EL PLAN DE CÉSAR

DESPUÉS de almozar pasaron Laura, Kennedy y César al salón, y Laura presentó al inglés a las señoritas de San Martino y a la Brenda. Estuvieron charlando hasta las cuatro, hora en que se prepararon a salir las de San Martino en automóvil, y Laura, con la Brenda y su hija, en coche.

César y Kennedy fueron a la calle juntos.

—Están ustedes aquí admirablemente —dijo Kennedy—, sin americanos, ni alemanes, ni demás bárbaros.

—Sí, este hotel es una colmena de pequeños aristócratas.

—Su hermana me decía que podría usted elegir aquí, entre estas muchachas, una novia rica y buena.

—Sí, mi hermana quiere que viva aquí, en un país extranjero, con una tranquilidad de vaca, mirando cuadros y estatuas y viajando sin plan. Para mí esto no sería vivir; yo no soy un hombre de sociedad. Yo necesito la agitación, el peligro… y le advierto a usted que no soy nada valiente.

—¿No?

—No. Ahora, creo que en algunos momentos sabría dominarme y tomar una trinchera sin vacilar.

—¿Pero usted tiene algún plan fijo?

—Sí; pienso volver a España pronto, y trabajar allí.

—¿En qué?

—En la política.

—¿Es usted patriota?

—Sí, hasta cierto punto. No tengo del patriotismo una idea trascendental, eso no. El patriotismo, como yo lo entiendo, es una curiosidad. Yo creo que en España hay fuerza. Si se encauzara esa fuerza en una dirección fija, ¿hasta dónde llegaría? Ese es mi patriotismo; como le digo a usted, una idea experimental.

Kennedy contemplaba o César con curiosidad.

—¿Y de qué le puede servir estar aquí en Roma, para sus planes? —preguntó.

—Sí me puede servir. En España no me conoce nadie. Sólo aquí tengo cierta posición por ser sobrino de un cardenal. En eso quiero basarme. ¿Cómo me las voy a arreglar? No lo sé. Voy orientándome, sondeando.

—Pero la fuerza que pueda usted encontrar aquí será siempre de un carácter clerical —dijo Kennedy.

—¡Ah! Claro.

—¿Pero usted no es clerical?

—No; la cuestión es encaramarse; luego habrá tiempo de ir cambiando.
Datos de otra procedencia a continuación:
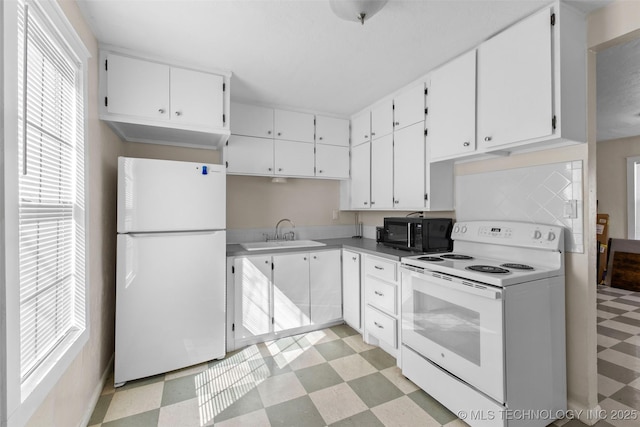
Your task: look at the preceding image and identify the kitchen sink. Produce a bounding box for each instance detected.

—Usted no cuenta, amigo César, con que la Iglesia es fuerte todavía, y que no perdona a quien la engaña.

—¡Bah! No le tengo miedo.

—¡Y decía usted que no es valiente! Sí, hombre, es usted un valiente… Ahora dudo de su éxito.

—Me faltan datos.

—Si yo se los puedo proporcionar…

—¿No le molestaría a usted ayudar a un enemigo en ideas?

—No. Yo también tengo ahora alguna curiosidad por ver si llega usted a hacer algo. Si le puedo ser útil, dígamelo usted.

—Se lo diré. César y Kennedy dieron un paseo por las calles, y al anochecer se despidieron afectuosamente.